El inglés es el idioma de control de esta página. En la medida en que haya algún conflicto entre la traducción al inglés y la traducción, el inglés prevalece.
Al hacer clic en el enlace de traducción se activa un servicio de traducción gratuito para convertir la página al español. Al igual que con cualquier traducción por Internet, la conversión no es sensible al contexto y puede que no traduzca el texto en su significado original. NC State Extension no garantiza la exactitud del texto traducido. Por favor, tenga en cuenta que algunas aplicaciones y/o servicios pueden no funcionar como se espera cuando se traducen.
English is the controlling language of this page.
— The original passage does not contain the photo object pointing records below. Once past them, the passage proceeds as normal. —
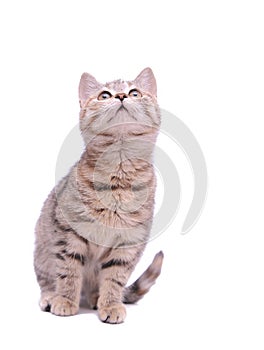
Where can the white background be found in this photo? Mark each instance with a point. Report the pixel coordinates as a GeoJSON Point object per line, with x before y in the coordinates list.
{"type": "Point", "coordinates": [208, 60]}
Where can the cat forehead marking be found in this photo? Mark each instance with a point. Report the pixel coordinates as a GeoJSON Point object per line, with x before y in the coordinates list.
{"type": "Point", "coordinates": [118, 85]}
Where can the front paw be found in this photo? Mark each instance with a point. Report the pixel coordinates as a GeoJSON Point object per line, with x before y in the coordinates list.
{"type": "Point", "coordinates": [115, 313]}
{"type": "Point", "coordinates": [62, 306]}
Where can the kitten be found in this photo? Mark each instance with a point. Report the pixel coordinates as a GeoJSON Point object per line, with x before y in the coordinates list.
{"type": "Point", "coordinates": [96, 222]}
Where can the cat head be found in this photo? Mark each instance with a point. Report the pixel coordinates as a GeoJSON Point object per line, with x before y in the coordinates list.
{"type": "Point", "coordinates": [119, 106]}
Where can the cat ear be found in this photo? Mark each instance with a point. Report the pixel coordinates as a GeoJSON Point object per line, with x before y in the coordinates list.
{"type": "Point", "coordinates": [146, 81]}
{"type": "Point", "coordinates": [88, 86]}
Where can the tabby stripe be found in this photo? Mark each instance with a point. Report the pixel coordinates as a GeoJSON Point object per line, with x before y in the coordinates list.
{"type": "Point", "coordinates": [116, 282]}
{"type": "Point", "coordinates": [59, 256]}
{"type": "Point", "coordinates": [60, 243]}
{"type": "Point", "coordinates": [77, 257]}
{"type": "Point", "coordinates": [114, 262]}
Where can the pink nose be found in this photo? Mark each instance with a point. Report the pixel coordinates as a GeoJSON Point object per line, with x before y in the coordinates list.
{"type": "Point", "coordinates": [121, 96]}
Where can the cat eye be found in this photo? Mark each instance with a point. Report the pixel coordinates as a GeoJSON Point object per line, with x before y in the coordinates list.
{"type": "Point", "coordinates": [104, 95]}
{"type": "Point", "coordinates": [135, 93]}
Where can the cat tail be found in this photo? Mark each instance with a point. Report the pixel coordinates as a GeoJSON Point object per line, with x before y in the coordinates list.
{"type": "Point", "coordinates": [142, 285]}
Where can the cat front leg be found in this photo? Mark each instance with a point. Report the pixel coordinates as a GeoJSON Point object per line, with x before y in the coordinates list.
{"type": "Point", "coordinates": [114, 276]}
{"type": "Point", "coordinates": [70, 261]}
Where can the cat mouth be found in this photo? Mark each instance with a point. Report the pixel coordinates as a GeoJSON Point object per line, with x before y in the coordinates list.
{"type": "Point", "coordinates": [122, 109]}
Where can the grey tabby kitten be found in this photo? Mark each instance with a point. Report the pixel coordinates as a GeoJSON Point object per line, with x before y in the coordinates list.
{"type": "Point", "coordinates": [96, 222]}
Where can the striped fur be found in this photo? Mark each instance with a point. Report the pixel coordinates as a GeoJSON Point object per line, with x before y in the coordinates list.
{"type": "Point", "coordinates": [96, 222]}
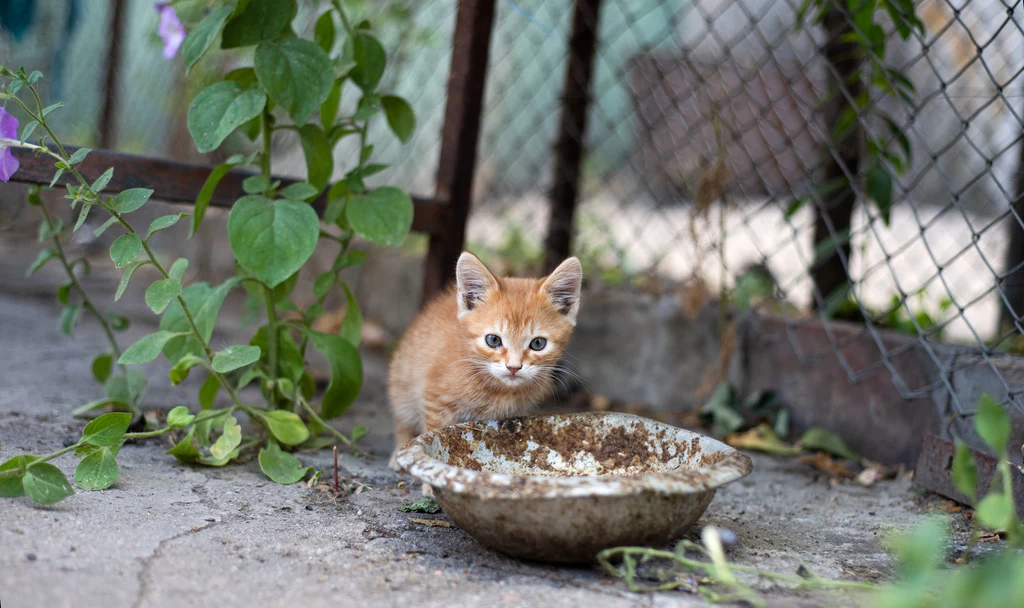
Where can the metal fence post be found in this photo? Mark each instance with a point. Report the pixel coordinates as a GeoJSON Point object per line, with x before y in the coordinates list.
{"type": "Point", "coordinates": [108, 127]}
{"type": "Point", "coordinates": [843, 55]}
{"type": "Point", "coordinates": [569, 146]}
{"type": "Point", "coordinates": [459, 138]}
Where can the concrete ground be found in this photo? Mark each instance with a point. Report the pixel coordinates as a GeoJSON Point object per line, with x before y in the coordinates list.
{"type": "Point", "coordinates": [168, 534]}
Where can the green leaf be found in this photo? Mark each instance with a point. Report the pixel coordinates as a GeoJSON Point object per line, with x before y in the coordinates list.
{"type": "Point", "coordinates": [45, 484]}
{"type": "Point", "coordinates": [203, 35]}
{"type": "Point", "coordinates": [44, 256]}
{"type": "Point", "coordinates": [98, 470]}
{"type": "Point", "coordinates": [206, 194]}
{"type": "Point", "coordinates": [130, 200]}
{"type": "Point", "coordinates": [126, 276]}
{"type": "Point", "coordinates": [185, 450]}
{"type": "Point", "coordinates": [147, 348]}
{"type": "Point", "coordinates": [995, 511]}
{"type": "Point", "coordinates": [64, 293]}
{"type": "Point", "coordinates": [179, 418]}
{"type": "Point", "coordinates": [296, 74]}
{"type": "Point", "coordinates": [224, 448]}
{"type": "Point", "coordinates": [329, 110]}
{"type": "Point", "coordinates": [324, 32]}
{"type": "Point", "coordinates": [346, 373]}
{"type": "Point", "coordinates": [818, 439]}
{"type": "Point", "coordinates": [880, 188]}
{"type": "Point", "coordinates": [422, 506]}
{"type": "Point", "coordinates": [179, 372]}
{"type": "Point", "coordinates": [125, 250]}
{"type": "Point", "coordinates": [164, 222]}
{"type": "Point", "coordinates": [302, 190]}
{"type": "Point", "coordinates": [220, 109]}
{"type": "Point", "coordinates": [719, 409]}
{"type": "Point", "coordinates": [27, 131]}
{"type": "Point", "coordinates": [286, 427]}
{"type": "Point", "coordinates": [79, 156]}
{"type": "Point", "coordinates": [992, 424]}
{"type": "Point", "coordinates": [110, 222]}
{"type": "Point", "coordinates": [126, 388]}
{"type": "Point", "coordinates": [82, 216]}
{"type": "Point", "coordinates": [208, 392]}
{"type": "Point", "coordinates": [351, 326]}
{"type": "Point", "coordinates": [69, 316]}
{"type": "Point", "coordinates": [399, 117]}
{"type": "Point", "coordinates": [102, 180]}
{"type": "Point", "coordinates": [965, 472]}
{"type": "Point", "coordinates": [370, 60]}
{"type": "Point", "coordinates": [204, 302]}
{"type": "Point", "coordinates": [161, 293]}
{"type": "Point", "coordinates": [10, 487]}
{"type": "Point", "coordinates": [233, 357]}
{"type": "Point", "coordinates": [384, 215]}
{"type": "Point", "coordinates": [271, 240]}
{"type": "Point", "coordinates": [280, 466]}
{"type": "Point", "coordinates": [320, 160]}
{"type": "Point", "coordinates": [101, 366]}
{"type": "Point", "coordinates": [368, 107]}
{"type": "Point", "coordinates": [107, 430]}
{"type": "Point", "coordinates": [261, 19]}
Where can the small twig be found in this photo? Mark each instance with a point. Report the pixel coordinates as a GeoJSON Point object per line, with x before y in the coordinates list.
{"type": "Point", "coordinates": [337, 486]}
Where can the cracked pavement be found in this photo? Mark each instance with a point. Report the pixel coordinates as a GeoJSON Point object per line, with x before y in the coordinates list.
{"type": "Point", "coordinates": [167, 534]}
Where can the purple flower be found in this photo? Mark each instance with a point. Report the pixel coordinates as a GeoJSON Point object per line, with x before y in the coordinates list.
{"type": "Point", "coordinates": [171, 30]}
{"type": "Point", "coordinates": [8, 130]}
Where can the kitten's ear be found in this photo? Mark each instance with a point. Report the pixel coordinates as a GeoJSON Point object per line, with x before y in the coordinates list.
{"type": "Point", "coordinates": [562, 286]}
{"type": "Point", "coordinates": [473, 280]}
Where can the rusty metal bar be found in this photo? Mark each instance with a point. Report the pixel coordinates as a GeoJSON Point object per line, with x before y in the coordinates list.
{"type": "Point", "coordinates": [175, 181]}
{"type": "Point", "coordinates": [569, 146]}
{"type": "Point", "coordinates": [115, 55]}
{"type": "Point", "coordinates": [457, 166]}
{"type": "Point", "coordinates": [843, 54]}
{"type": "Point", "coordinates": [935, 464]}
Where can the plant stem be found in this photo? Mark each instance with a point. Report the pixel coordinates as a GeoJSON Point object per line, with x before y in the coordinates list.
{"type": "Point", "coordinates": [315, 417]}
{"type": "Point", "coordinates": [271, 340]}
{"type": "Point", "coordinates": [86, 302]}
{"type": "Point", "coordinates": [264, 160]}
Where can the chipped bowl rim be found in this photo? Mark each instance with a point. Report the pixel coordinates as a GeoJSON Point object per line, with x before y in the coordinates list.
{"type": "Point", "coordinates": [414, 459]}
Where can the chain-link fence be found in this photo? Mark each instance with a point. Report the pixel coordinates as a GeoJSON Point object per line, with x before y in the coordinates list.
{"type": "Point", "coordinates": [761, 153]}
{"type": "Point", "coordinates": [757, 148]}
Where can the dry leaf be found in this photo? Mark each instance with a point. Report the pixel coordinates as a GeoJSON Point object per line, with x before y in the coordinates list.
{"type": "Point", "coordinates": [868, 477]}
{"type": "Point", "coordinates": [434, 523]}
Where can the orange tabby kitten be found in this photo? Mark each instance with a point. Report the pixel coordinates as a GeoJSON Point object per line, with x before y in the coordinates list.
{"type": "Point", "coordinates": [484, 350]}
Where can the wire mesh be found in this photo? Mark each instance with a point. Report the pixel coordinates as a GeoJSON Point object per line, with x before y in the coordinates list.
{"type": "Point", "coordinates": [706, 126]}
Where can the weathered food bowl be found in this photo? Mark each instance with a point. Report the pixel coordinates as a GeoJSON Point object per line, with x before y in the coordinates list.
{"type": "Point", "coordinates": [563, 487]}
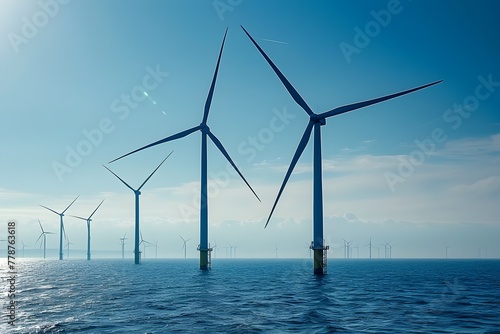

To the extent there is any conflict between the English text and the translation, English controls.
Clicking on the translation link activates a free translation service to convert the page to Spanish. As with any Internet translation, the conversion is not context-sensitive and may not translate the text to its original meaning. NC State Extension does not guarantee the accuracy of the translated text. Please note that some applications and/or services may not function as expected when translated.Collapse ▲
Abundant forage growth is wonderful to see in pastures. Following basic recommendations like fertilizing according to soil test results, controlling weeds and planting clovers will help provide this growth. However, don’t follow good forage production with poor harvest procedures.
One of the mistakes that occur every year in pastures is poor utilization of excess pasture growth. A tall fescue plant’s initial growth during the spring is good quality forage. The new leaves are high in protein and energy. But as the spring progresses, the plant matures and produces a seedhead. The main goal of the plant changes from trying to grow leaves to filling the seeds in order to reproduce itself. The amount of leaf growth drops because energy is going to the seedhead instead of the parts of the plant that produce leaves. Forage quality also drops. As the leaves are growing older, the protein and energy levels are decreasing and the fiber level is increasing. The result is lower quality forage. The problems of low quality and reduced leaf growth in the late spring and early summer are the result of excess forage growth in pastures. The plants are growing faster than the livestock can eat them. The difficulties caused by this excess growth can be minimized if good grazing principles are used.
Controlled grazing is simple if you understand one basic concept. The goal is to force livestock to eat all the forage available in the pasture without overgrazing. If livestock are given a large area to graze, they will do the most of their grazing close to water and shade. Other areas of the pasture will not be grazed, resulting in wasted forage. If forage on the edges of the pasture is not grazed, it will get mature, drop in quality and be wasted. In a good grazing program, pasture size is reduced and livestock are concentrated on a smaller area where they cannot be selective as to where they graze. They are forced to graze the entire pasture and remove all of the forage. Little forage is wasted. After livestock graze the forage in this smaller pasture (or paddock), they are moved into a new paddock, and the process starts over again.
Utilizing this type of management helps in two basic ways. First, as mentioned earlier, it decreases the amount of wasted forage. In the spring some of the acreage can be cut for hay because not as many acres are needed for grazing. As spring progresses and high temperatures develop, forage growth will decrease. The acres that were used for hay can then be put into the grazing rotation. The early forage growth that, in the past, was wasted on the edge of the pastures will now be put up as hay. Second, this form of management allows a rest period for the plants. Once the paddock is grazed down, livestock are moved to a new paddock, and plants in the previous paddock are allowed to regrow. This is important during the summer, when high temperatures and drought are stressful for tall fescue. Instead of being constantly grazed, the young regrowth is allowed to fully regrow, restore depleted root energy reserves, and recover. This will result in quicker regrowth and a healthier stand. The advantages are clear: decreasing pasture size and concentrating livestock on a smaller area of land will improve forage utilization, decrease stand loss from overgrazing, and improve per acre production.